Interested filmmakers from Kenya, Rwanda, Tanzania and Uganda who have urgent social issues affecting African citizens, which could be addressed or changed through film have been called on to submit their application for the 2020 edition of the Good Pitch running from 13th of January 2020 to 29th of February 2020.
The event hosted by Docubox in partnership with Doc Society, and with the support of Kenya Film Commission, aims to form coalitions and bring together unlikely allies and supporters around a cluster of carefully selected social change films from the East African Region.

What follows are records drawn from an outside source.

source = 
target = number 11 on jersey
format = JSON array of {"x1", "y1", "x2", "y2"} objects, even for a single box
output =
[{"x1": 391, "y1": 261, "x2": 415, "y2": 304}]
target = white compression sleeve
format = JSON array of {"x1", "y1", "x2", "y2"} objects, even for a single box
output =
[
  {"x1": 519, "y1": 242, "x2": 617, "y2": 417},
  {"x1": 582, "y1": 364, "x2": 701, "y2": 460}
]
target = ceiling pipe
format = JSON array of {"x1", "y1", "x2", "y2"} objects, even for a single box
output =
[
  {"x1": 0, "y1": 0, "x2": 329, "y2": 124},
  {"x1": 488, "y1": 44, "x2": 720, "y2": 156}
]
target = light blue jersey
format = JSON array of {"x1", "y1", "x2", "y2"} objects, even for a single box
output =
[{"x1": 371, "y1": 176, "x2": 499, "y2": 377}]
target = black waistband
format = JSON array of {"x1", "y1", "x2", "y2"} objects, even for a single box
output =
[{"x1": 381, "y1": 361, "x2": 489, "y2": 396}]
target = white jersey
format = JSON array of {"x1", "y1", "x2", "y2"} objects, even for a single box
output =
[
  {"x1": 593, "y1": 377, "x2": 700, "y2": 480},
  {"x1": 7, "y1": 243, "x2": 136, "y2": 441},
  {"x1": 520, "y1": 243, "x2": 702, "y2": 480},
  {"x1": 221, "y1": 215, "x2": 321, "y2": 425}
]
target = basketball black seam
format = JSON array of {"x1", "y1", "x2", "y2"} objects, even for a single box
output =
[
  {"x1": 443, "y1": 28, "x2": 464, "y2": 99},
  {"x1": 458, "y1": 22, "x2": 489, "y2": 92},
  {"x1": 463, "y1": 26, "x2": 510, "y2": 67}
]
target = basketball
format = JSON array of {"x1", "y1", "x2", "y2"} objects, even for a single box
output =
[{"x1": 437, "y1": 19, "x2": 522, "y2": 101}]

It further aims to bring the most compelling social change documentary films in front of changemakers – government agencies and corporations, multinationals, corporates, NGO’s, activists and philanthropists. Conceived by the British non-profit organisation Doc Society, various Good Pitch events are held on every continent on earth all year round.
According to the organizer, the application is now open to any filmmakers who are free to apply through their website

“If you have (or know of) a world-class documentary film addressing a big and urgent social issue affecting African citizens, which could be addressed or changed through film, get in touch. We are looking for documentary films in the advanced stages of production that need to be widely supported, to present to a room full of change-makers and mobilize resources and partnerships in the room”.
The first Sub Saharan Good Pitch event took place in October 2016, with 267 individuals from 13 countries and 161 organizations coming together to lend their support to powerful films tackling some of the most important and urgent social and environmental issues of our time.
The impact of the Good Pitch KE has been enormous since inception. The film Thank You for the Rain, a Good Pitch KE 2016 beneficiary co-directed by Julia Dahr and Kisilu Musya has since seen the building of an earth dam in Mutomo, Kitui Kenya which has also been used as a tool for climate change awareness at global conferences all over the world.
Similarly, The Letter, by Kenyan filmmaker Maia Lekow and her husband Chris King recently had its world premiere at IDFA 2019 (International Documentary Film Festival Amsterdam), the largest documentary film festival in the world while Strike a Rock by Aliki Saragas, a University of Cape Town student at the time went on to win Backsberg-Encounters Audience Award for Best South African Documentary at the 19th Encounters International Documentary Film Festival the following year (2017).
Finally, Survivors by Arthur Pratt a film director from Sierra Leone which, with unflinching intimacy places us in the midst of the Ebola outbreak in Sierra Leone was just recently nominated for Best Outstanding Social Issue Documentary at the Emmy Awards in 2019.
All is now set for next much-awaited East African Good Pitch live event which will take place on 16th October as Good Pitch KE 2020!